(539c) Understanding and Controlling Fractional Free Volume in Ionic Liquid-Based Polymer Membranes for CO2 Capture

Research using ionic liquids (ILs) in gas separation membranes is now entering its second decade. The tunable structures of ILs have provided a number of unique materials being produced for membrane-based CO₂ capture. Approaches to IL-based membrane materials include supported liquid membranes, polymerized ILs or poly(ILs), block co-polymers interfaced with ILs, poly(IL)-IL composites and gels. Given the advancements over the past several years in the state of IL materials development, we now see a need to re-visit some fundamental aspects of ILs in order to better outline a path forward for IL-based membranes.

While fractional free volume (FFV) is known to play a significant role in the properties and performances of polymer gas separation membranes, little focus has been given to developing relationships between FFV and IL-based materials. We recently calculated FFV values for 165 combinations of 1-n-alkyl-3-methylimidazolium ILs ([C_nmim][X]) using the COSMOtherm package. FFV was found to be a function of IL molar volume, and as such, earlier models for gas solubility based on Regular Solution Theory can now be reinterpreted in terms of free volume. In concert with experimental data, trends and relationships of gas solubility for various cation/anion pairs were directly linked to computational results. For gases such as CH₄ and N₂, it was determined that as FFV increases, solubility increases in a manner that is directly proportional to free volume. However, within a given IL family (e.g. same anion with various cations), solubility of CO₂ was observed to decrease with increasing FFV. Using experimental data, the influence of free volume on gas solubilities has been determined, and suggests that CO₂ selectivity is a function of the free volume to the (-3/2) power.

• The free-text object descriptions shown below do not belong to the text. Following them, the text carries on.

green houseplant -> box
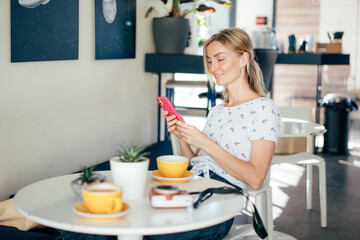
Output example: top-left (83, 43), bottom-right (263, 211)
top-left (71, 165), bottom-right (108, 198)
top-left (110, 145), bottom-right (150, 200)
top-left (118, 145), bottom-right (150, 162)
top-left (145, 0), bottom-right (232, 18)
top-left (145, 0), bottom-right (232, 54)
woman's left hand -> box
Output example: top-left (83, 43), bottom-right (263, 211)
top-left (175, 121), bottom-right (208, 149)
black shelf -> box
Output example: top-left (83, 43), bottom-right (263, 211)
top-left (276, 53), bottom-right (350, 65)
top-left (145, 53), bottom-right (350, 73)
top-left (145, 53), bottom-right (204, 74)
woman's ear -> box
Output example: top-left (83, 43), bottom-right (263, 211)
top-left (240, 52), bottom-right (249, 67)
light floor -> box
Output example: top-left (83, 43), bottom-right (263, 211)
top-left (233, 151), bottom-right (360, 240)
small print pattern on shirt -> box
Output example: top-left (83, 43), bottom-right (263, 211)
top-left (191, 97), bottom-right (281, 189)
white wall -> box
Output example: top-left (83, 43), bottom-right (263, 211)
top-left (236, 0), bottom-right (274, 40)
top-left (0, 0), bottom-right (157, 200)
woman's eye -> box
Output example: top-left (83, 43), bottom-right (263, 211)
top-left (218, 58), bottom-right (224, 62)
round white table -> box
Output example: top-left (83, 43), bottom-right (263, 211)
top-left (14, 171), bottom-right (244, 240)
top-left (280, 117), bottom-right (326, 137)
top-left (280, 117), bottom-right (326, 153)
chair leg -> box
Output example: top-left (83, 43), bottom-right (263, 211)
top-left (306, 164), bottom-right (313, 210)
top-left (254, 192), bottom-right (265, 222)
top-left (265, 187), bottom-right (274, 240)
top-left (318, 160), bottom-right (327, 228)
top-left (253, 188), bottom-right (274, 240)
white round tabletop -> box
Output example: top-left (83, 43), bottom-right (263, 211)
top-left (14, 171), bottom-right (244, 238)
top-left (279, 118), bottom-right (326, 137)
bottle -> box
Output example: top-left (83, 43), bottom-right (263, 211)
top-left (254, 16), bottom-right (276, 49)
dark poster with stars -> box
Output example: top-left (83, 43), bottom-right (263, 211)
top-left (11, 0), bottom-right (79, 62)
top-left (95, 0), bottom-right (136, 59)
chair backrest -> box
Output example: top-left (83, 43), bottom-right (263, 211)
top-left (254, 48), bottom-right (278, 95)
top-left (170, 133), bottom-right (181, 156)
top-left (275, 106), bottom-right (313, 154)
top-left (170, 134), bottom-right (197, 155)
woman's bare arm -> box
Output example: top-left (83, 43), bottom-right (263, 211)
top-left (176, 121), bottom-right (275, 189)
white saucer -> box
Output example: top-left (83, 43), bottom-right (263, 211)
top-left (151, 170), bottom-right (194, 183)
top-left (74, 202), bottom-right (130, 219)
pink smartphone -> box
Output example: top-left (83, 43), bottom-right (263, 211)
top-left (156, 96), bottom-right (183, 122)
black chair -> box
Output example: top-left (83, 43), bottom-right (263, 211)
top-left (254, 48), bottom-right (278, 98)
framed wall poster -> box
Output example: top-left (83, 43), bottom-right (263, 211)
top-left (11, 0), bottom-right (79, 62)
top-left (95, 0), bottom-right (136, 59)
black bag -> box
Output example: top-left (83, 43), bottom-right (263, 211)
top-left (192, 187), bottom-right (268, 239)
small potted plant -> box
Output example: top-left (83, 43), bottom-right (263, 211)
top-left (71, 165), bottom-right (108, 199)
top-left (110, 145), bottom-right (150, 200)
top-left (145, 0), bottom-right (232, 54)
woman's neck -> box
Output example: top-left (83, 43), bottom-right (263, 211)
top-left (225, 94), bottom-right (260, 107)
top-left (225, 83), bottom-right (260, 107)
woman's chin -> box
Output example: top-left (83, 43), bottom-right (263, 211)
top-left (215, 79), bottom-right (224, 86)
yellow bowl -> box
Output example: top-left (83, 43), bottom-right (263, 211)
top-left (156, 155), bottom-right (189, 178)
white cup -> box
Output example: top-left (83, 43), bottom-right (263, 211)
top-left (305, 34), bottom-right (314, 52)
top-left (277, 39), bottom-right (285, 53)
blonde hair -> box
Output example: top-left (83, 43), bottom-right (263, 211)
top-left (203, 28), bottom-right (266, 102)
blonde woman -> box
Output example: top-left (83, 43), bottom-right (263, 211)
top-left (155, 28), bottom-right (281, 239)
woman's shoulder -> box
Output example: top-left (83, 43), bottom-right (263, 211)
top-left (254, 97), bottom-right (279, 109)
top-left (209, 104), bottom-right (223, 112)
top-left (252, 98), bottom-right (281, 118)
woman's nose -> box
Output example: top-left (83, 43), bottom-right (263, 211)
top-left (210, 61), bottom-right (218, 73)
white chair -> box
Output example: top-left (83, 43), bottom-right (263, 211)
top-left (224, 173), bottom-right (273, 240)
top-left (272, 106), bottom-right (327, 228)
top-left (170, 134), bottom-right (274, 240)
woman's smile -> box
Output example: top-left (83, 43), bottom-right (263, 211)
top-left (213, 72), bottom-right (224, 79)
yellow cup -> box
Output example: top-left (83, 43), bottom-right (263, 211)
top-left (82, 183), bottom-right (123, 214)
top-left (157, 155), bottom-right (189, 178)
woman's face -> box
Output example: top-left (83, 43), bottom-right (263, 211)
top-left (206, 41), bottom-right (244, 87)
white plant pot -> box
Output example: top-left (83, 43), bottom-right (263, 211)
top-left (109, 156), bottom-right (150, 200)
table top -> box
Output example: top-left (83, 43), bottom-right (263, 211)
top-left (14, 171), bottom-right (244, 236)
top-left (279, 118), bottom-right (326, 137)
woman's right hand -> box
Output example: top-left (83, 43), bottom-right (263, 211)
top-left (162, 111), bottom-right (182, 138)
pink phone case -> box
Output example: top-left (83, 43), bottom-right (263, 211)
top-left (156, 97), bottom-right (183, 122)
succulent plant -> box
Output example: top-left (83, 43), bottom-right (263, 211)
top-left (71, 165), bottom-right (108, 199)
top-left (79, 165), bottom-right (98, 184)
top-left (118, 145), bottom-right (150, 162)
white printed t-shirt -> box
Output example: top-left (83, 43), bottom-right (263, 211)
top-left (190, 97), bottom-right (281, 189)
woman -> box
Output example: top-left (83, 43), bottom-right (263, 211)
top-left (149, 27), bottom-right (281, 239)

Furthermore, we are now exploring new ways to control IL FFV as a means of improving CO₂ solubility, selectivity and permeability in IL-based membranes, using COSMOtherm as a means of guiding materials design. Simulations suggest that maintaining a highly polar free volume around the IL is key to maximizing CO2 permeability and selectivity.  Initial experimental and computational results obtained for these new generations of IL-based membranes will also be presented.